Potential to drive population-tailored health care policies
Collected patient-reported data generated outside of the health care setting can benefit not only the individual patient but entire populations. Those data can be aggregated and used for epidemiological analyses and policymaking. Attitudes (e.g., vaccine hesitancy) and prevalent conditions (e.g., diabetes, gastrointestinal cancers) in a population can be identified, and health care policies can be customized to address them.
To achieve this goal, of course, the key stakeholders in any health care situation — patients, providers, payers and policymakers (the four Ps) — must be aligned. People also need to make health care an electoral issue and be willing to invest in health care systems. Public officials must then be held accountable for establishing sufficient health care systems, from primary care physicians to hospital infrastructure. This is an issue primarily seen outside of Organisation for Economic Co-operation and Development (OECD) countries, but the COVID-19 pandemic has opened eyes to health care across borders. Progress will occur with increased patient involvement and when people understand that their actions today — taking 10,000 steps per day, for instance — will impact their future quality of life and security.
Ethical data collection and management are essential
Success in data collection of patient-reported non-health care information can only happen if the people collecting and analyzing the data are ethical and transparent about their activities. Without the highest level of commitment on these fronts, individuals will never trust the process. It’s necessary to provide some sort of contract that outlines how the data will be collected and treated and what value will be provided in return, such as reports that can help individuals monitor and improve their own health and well-being and ultimately impact the health of society as a whole.
Clinical trial data remains imperative
While self-reported daily life data are essential to establishing a complete picture of individuals when they become patients, collection of this type of data will not in the foreseeable future displace the need for clinical trials and clinical trial data collection, including the double-blind randomized controlled trials used for registration of candidate drugs.
No clinical studies are going to be able to address all these different types of data and possible confounders.
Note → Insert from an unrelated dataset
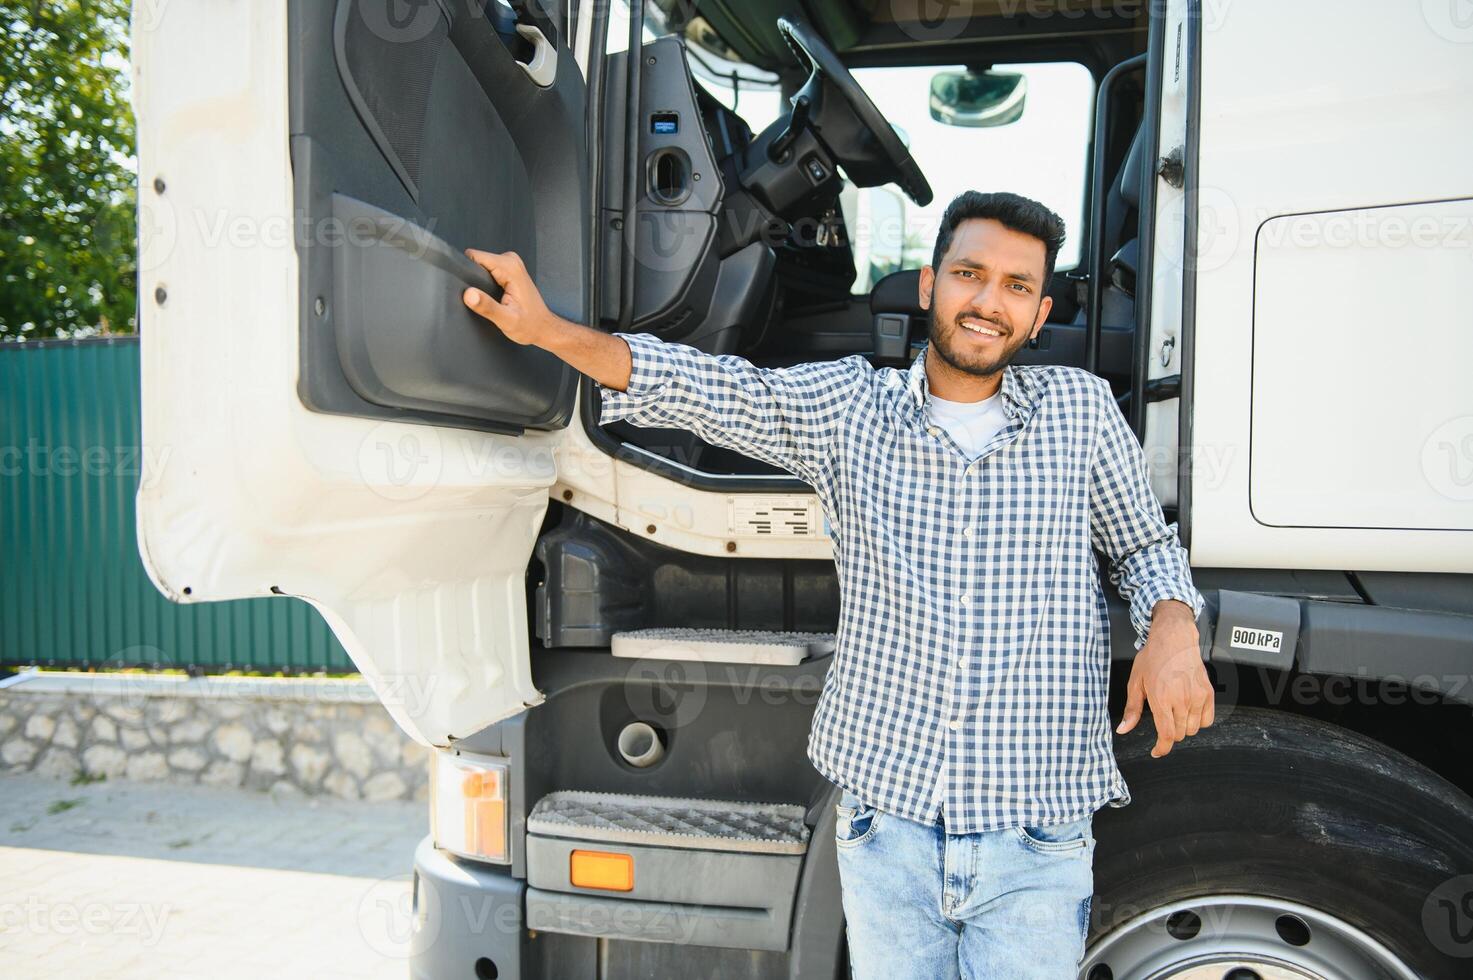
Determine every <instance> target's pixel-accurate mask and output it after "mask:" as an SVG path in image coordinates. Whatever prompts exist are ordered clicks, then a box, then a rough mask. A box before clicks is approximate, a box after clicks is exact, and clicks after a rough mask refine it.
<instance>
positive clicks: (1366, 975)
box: [1080, 895, 1417, 980]
mask: <svg viewBox="0 0 1473 980" xmlns="http://www.w3.org/2000/svg"><path fill="white" fill-rule="evenodd" d="M1080 977H1081V979H1083V980H1340V979H1342V977H1365V979H1367V980H1370V979H1371V977H1374V979H1382V977H1388V979H1392V980H1417V974H1416V973H1413V971H1411V970H1410V968H1408V967H1407V964H1404V962H1402V961H1401V959H1399V958H1398V956H1396V955H1395V953H1392V952H1391V951H1389V949H1388V948H1386V946H1383V945H1382V943H1380V942H1379V940H1376V939H1373V937H1371V936H1368V934H1367V933H1365V931H1363V930H1360V928H1357V927H1354V925H1351V924H1349V923H1345V921H1342V920H1339V918H1336V917H1333V915H1329V914H1326V912H1321V911H1320V909H1312V908H1309V906H1307V905H1299V903H1296V902H1287V900H1284V899H1270V897H1262V896H1255V895H1214V896H1206V897H1199V899H1187V900H1184V902H1175V903H1173V905H1164V906H1161V908H1156V909H1152V911H1150V912H1146V914H1143V915H1137V917H1136V918H1133V920H1130V921H1127V923H1122V924H1121V925H1117V927H1114V928H1111V930H1109V931H1108V933H1105V934H1103V936H1100V937H1099V939H1097V940H1096V942H1094V943H1093V945H1091V946H1090V949H1089V951H1087V952H1086V955H1084V962H1083V965H1081V967H1080Z"/></svg>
Patient-reported non-health care-related data will be used to enhance clinical trials and supplement post-marketing studies. While randomized controlled trials will remain the gold standard to establish safety and efficacy, collecting and assessing patient data in the real world can facilitate studies investigating safety and efficacy in specific patient populations (including those with excluded comorbidities) that could not be included in trials, as well as comparative effectiveness studies. Real-world data can also be leveraged to increase the diversity of recruited patients and improve the representativeness of patient populations. After a new drug or medical device has been launched on the market, real-world data can be generated and collected from patients receiving treatment in a real-world setting, with no limitation on patient numbers and no criteria that can exclude participation. Having gene sequencing and lifestyle data captured and analyzed can allow for very precise tailoring of medicines, shifting drug development further from the blockbuster era and into personalized precision therapies.